Come l’avvertenza iniziale spiega (“si fa presente agli spettatori che questo film è un esperimento di trascrizione cinematografica dei fenomeni visibili, senza didascalie, scene, teatri di posa”, le intenzioni dell’opera consistono proprio nel cercare di creare un linguaggio cinematografico assoluto, autenticamente internazionale, sulla base di una piena separazione dal linguaggio della letteratura e del teatro, ed è per questo evidente che le tracce minimali della “storia” che il film racconta, valgono soprattutto a precisare che l’oggetto di questo linguaggio vuole essere “semplicemente” l’operazione stessa del fare cinema, di agire cioè, nella realtà e sulla realtà per mezzo di un determinato strumento (che nel caso specifico è rappresentato appunto dalla macchina da presa).

Il campo di indagine del film, allora, non è “solo” il linguaggio cinematografico, ma si estende anche – e soprattutto a questo risulterà prioritariamente orientato –  a definire e illustrare la pratica (anche linguistica, ma non solo linguistica) di chi il cinema lo fa,  è il rapporto fra cinema e realtà che ne deriva appunto, e di conseguenza, quello tra cinema e storia, che ancora più importante. Senza dimenticare poi che le immagini di Kaufman, colto mentre esercita il suo mestiere di operatore, sono pur sempre immagini di cinema: c’è una seconda cinepresa infatti che lo segue passo per passo, e la sua presenza è esplicita.(anche se non completamente definita negli inenti).

Difficile dunque contenere dentro una poetica unitaria ed univoca il più celebre e celebrato risultato dello straordinario percorso teorico-artistico di Dziga Vertov: i temi sono molteplici, come quello costruttivista-futurista della scomposizione e ricostruzione della realtà – senza filtri razionali o emotivo o linguistici - attraverso una macchina da presa nel cuoi obiettivo si sovrappone – ed è significativo ed importante elemento identificativo – l’immagine di un occhio che a sua volta “guarda” e osserva (celeberrime le inquadrature inclinate e lo schermo diviso in due di un’opera che intende “ricomporre” in maniera diversa ciò che ha ripreso e mostra, attraverso le risorse  dei nuovi moduli linguistici che il cinema rende disponibili: ritmi, spazio, tempo, angolazioni, montaggio). Ci sono però anche straordinarie riflessioni sulla fabbrica delle immagini (l’utilizzo “magico” delle sovrimpressioni, delle dissolvenze incrociate, il movimento rovesciato dell’immagine) e sull’illusione cinematografica tout court, mischiate però a  singolari e un po’ curiose divagazioni che soprattutto adesso possono apparire un po’ troppo “estetizzanti” ed abusate (i ralenti degli atleti per esempio) ma che allora erano assolute novità, e soprattutto a corpose parentesi documentaristiche davvero poco “celebrative” capaci di fotografare e di mettere in piazza una impietosa e poco edificante realtà (i senzatetto che si trovano costretti a dormire per la strada), oltre a qualche piccola tentazione voyeristica.
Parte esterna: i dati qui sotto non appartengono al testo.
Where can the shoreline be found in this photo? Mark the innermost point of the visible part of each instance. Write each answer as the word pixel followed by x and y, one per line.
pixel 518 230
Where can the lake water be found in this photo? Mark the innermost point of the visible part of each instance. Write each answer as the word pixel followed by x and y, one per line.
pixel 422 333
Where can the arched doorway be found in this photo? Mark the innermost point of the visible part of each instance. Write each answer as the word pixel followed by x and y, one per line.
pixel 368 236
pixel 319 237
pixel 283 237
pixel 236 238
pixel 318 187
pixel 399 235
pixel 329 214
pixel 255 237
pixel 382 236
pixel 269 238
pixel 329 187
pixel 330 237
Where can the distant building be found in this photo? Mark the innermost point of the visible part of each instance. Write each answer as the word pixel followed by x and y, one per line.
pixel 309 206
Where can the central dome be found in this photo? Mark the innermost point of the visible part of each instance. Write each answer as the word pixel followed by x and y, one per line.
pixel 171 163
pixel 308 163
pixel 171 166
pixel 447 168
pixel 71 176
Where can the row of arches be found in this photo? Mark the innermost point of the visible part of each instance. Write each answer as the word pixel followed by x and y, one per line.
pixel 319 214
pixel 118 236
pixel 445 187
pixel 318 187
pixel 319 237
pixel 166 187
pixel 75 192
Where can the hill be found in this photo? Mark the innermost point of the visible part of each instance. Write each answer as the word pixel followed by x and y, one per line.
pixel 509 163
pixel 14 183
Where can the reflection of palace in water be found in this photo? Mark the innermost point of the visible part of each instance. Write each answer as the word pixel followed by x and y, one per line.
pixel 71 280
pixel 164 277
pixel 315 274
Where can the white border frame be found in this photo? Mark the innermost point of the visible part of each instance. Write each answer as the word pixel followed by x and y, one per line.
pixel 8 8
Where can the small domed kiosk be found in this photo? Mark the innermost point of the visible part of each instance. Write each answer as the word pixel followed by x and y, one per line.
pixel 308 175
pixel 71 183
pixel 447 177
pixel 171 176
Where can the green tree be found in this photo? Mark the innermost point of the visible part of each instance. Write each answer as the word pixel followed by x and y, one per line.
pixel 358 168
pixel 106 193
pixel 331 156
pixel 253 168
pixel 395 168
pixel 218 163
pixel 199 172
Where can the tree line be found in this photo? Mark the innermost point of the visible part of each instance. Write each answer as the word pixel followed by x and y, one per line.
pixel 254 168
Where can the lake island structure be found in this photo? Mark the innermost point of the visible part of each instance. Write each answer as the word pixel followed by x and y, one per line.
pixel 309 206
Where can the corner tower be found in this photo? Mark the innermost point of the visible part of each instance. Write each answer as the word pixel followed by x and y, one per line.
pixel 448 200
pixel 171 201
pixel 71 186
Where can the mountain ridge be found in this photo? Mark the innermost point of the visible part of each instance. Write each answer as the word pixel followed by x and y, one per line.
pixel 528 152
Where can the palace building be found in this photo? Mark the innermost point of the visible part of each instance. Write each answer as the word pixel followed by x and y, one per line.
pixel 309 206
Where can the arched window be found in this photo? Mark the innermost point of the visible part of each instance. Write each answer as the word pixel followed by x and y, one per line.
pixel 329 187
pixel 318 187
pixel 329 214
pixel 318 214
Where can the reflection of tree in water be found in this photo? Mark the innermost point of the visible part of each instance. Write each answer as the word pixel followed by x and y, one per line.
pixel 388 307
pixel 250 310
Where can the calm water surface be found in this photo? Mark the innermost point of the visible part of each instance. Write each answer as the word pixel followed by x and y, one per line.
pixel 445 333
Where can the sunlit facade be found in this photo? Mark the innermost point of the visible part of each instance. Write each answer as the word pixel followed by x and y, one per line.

Si è trattato dunque per il regista di applicare al cinema quel programma di costruzione della vita che era dei costruttivisti della LEF: non per nulla il proposito è subito chiarito in apertura con la presentazione di una cabina  di un cinema e della sala vuota che di colpo, come per un magico incanto, si riempie di spettatori; e non casualmente sarò proprio la sala del cinema piena di gente, che tornerà alla fine, per suggellare e concludere le avventura dell’operatore e del suo giro per la  città.
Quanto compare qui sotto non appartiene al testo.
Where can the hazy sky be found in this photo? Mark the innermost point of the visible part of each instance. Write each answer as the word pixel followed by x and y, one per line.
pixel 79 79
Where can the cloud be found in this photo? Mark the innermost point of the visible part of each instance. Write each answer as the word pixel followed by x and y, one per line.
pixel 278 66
Un film importante e fondamentale anche per la evoluzione del linguaggio, dunque che – come giustamente ricorda il Morandini – sequenza dopo sequenza, in anticipo di quasi mezzo secolo sui film strutturalisti degli anni ’60 e ’70, rivela l’artificiosità del mezzo cinematografico, distruggendo la disponibilità dello spettatore all’identificazione, alla partecipazione emotiva (…) Il cui risultato finale è un attacco all’illusione dell’arte e all’arte come illusione..
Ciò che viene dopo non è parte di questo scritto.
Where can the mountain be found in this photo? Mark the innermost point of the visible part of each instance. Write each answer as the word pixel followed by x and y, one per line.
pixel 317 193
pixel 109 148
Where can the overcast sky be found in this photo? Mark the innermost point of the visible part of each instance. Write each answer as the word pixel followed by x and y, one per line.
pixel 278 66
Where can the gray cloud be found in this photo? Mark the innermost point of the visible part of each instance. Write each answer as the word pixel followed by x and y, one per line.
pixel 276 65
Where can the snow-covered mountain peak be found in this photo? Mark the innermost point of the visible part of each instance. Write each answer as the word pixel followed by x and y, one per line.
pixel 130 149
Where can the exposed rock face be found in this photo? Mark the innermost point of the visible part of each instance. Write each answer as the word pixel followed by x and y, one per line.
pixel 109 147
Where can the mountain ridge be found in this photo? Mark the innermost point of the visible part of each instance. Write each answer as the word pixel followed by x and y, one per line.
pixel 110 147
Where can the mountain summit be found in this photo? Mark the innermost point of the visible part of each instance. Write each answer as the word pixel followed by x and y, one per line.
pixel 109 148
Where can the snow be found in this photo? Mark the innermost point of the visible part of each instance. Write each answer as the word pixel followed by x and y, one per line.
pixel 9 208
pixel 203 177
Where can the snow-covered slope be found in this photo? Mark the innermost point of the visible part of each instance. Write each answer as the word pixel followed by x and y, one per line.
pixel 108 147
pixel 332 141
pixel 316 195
Distribuito quando ormai Stalin aveva consolidato il suo potere,  fu ingiustamente osteggiato all’epoca  come esercizio formalista “fine a se stesso”, nel tentativo evidente di annullare  - disconoscendola e negandola  - la carica eversiva dell’opera e le implicazioni antitotalitarie dell’estetica vertoviana così scomoda al regime, tanto è vero che pochissimi anni dopo, quando ormai era strato codificato dall’altro il “modello” intoccabile del realismo socialista, Vertov fu del tutto emarginato.